- Biawak Location within Borneo
- Coordinates: 1°37′00″N 109°42′00″E﻿ / ﻿1.61667°N 109.7°E
- Country: Malaysia
- State: Sarawak
- Elevation: 60 m (200 ft)

= Biawak =

Biawak (also known as Kampung Biawak) is a settlement in Lundu District, Sarawak, Malaysia. It lies approximately 70.6 km west of the state capital Kuching, very close to the border with Indonesian Kalimantan.

The name biawak is the Malay word for big lizard such as monitor lizard, iguana etc.

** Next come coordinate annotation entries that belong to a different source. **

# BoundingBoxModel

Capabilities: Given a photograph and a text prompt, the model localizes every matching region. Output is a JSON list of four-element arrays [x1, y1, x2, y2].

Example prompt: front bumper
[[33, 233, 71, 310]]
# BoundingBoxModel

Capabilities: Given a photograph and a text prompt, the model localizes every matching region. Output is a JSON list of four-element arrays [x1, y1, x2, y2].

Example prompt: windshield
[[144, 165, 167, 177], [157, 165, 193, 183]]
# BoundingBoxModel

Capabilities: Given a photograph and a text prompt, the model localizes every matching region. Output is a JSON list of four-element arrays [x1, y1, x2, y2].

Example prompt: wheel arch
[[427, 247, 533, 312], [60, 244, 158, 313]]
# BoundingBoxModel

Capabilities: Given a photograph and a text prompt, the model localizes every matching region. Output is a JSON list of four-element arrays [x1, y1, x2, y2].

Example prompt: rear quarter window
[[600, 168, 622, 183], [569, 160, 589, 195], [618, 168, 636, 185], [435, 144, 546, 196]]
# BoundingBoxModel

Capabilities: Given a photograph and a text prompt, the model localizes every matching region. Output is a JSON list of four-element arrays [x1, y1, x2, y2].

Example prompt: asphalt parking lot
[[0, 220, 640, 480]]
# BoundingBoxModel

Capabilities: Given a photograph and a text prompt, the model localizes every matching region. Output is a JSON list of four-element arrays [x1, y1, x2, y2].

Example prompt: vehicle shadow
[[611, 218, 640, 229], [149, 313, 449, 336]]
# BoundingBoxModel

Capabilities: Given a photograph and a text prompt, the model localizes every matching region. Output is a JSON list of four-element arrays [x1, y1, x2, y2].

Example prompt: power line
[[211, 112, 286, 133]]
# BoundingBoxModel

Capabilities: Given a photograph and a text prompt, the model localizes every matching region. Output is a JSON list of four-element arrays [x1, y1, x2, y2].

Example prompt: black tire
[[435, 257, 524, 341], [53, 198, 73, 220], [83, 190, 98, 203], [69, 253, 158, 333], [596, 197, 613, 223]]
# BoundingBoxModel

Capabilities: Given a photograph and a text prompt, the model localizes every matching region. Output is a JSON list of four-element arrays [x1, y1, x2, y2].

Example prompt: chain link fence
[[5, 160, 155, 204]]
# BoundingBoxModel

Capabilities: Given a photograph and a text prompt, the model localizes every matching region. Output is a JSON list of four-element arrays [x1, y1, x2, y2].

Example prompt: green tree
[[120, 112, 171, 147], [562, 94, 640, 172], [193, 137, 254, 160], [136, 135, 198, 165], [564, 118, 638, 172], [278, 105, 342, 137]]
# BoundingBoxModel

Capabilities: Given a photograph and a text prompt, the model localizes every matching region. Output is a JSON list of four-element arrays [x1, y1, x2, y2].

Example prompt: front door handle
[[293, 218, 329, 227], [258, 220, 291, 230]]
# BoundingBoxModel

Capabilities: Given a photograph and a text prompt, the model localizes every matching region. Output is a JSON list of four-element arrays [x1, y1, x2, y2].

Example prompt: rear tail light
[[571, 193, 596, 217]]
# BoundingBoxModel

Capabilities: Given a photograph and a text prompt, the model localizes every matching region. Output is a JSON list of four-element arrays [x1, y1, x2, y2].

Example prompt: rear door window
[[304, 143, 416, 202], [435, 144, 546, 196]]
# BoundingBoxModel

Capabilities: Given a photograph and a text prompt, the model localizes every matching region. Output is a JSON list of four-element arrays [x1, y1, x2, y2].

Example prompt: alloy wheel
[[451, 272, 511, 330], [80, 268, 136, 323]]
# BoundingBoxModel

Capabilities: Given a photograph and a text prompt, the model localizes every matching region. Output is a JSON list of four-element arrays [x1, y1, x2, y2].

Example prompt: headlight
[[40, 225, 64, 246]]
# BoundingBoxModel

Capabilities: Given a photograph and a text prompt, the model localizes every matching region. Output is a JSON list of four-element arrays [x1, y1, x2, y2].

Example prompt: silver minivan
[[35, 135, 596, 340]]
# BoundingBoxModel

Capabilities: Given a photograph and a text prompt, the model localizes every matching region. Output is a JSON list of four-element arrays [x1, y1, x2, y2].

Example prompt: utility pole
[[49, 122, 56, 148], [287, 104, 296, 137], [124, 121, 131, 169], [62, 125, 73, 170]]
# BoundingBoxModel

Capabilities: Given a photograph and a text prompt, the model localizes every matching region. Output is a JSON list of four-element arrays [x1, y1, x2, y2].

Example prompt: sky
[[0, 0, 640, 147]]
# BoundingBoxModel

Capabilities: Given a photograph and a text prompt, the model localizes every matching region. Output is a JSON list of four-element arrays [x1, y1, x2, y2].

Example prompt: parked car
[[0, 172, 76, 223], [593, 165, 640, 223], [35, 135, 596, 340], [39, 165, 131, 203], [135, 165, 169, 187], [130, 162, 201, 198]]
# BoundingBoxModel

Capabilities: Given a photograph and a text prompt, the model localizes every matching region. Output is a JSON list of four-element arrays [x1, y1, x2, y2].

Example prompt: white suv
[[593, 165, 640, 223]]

Neighbouring settlements include:
- Kampung Pasir Ulu 1.9 km north
- Kampung Pasir Tengah 3.7 km east
- Kampung Jantan 5.9 km north
- Kampung Tanjam 8.3 km northeast
- Tanjan 8.3 km northeast
- Kampung Kerengga 8.3 km northeast
- Kampung Menera 9.5 km east

A border crossing into Indonesia is located near the settlement. The Malaysia immigration, customs, quarantine and security checkpoint is called the Biawak ICQS checkpoint while the Indonesian border crossing checkpoint is Aruk, located in Sambas Regency, West Kalimantan.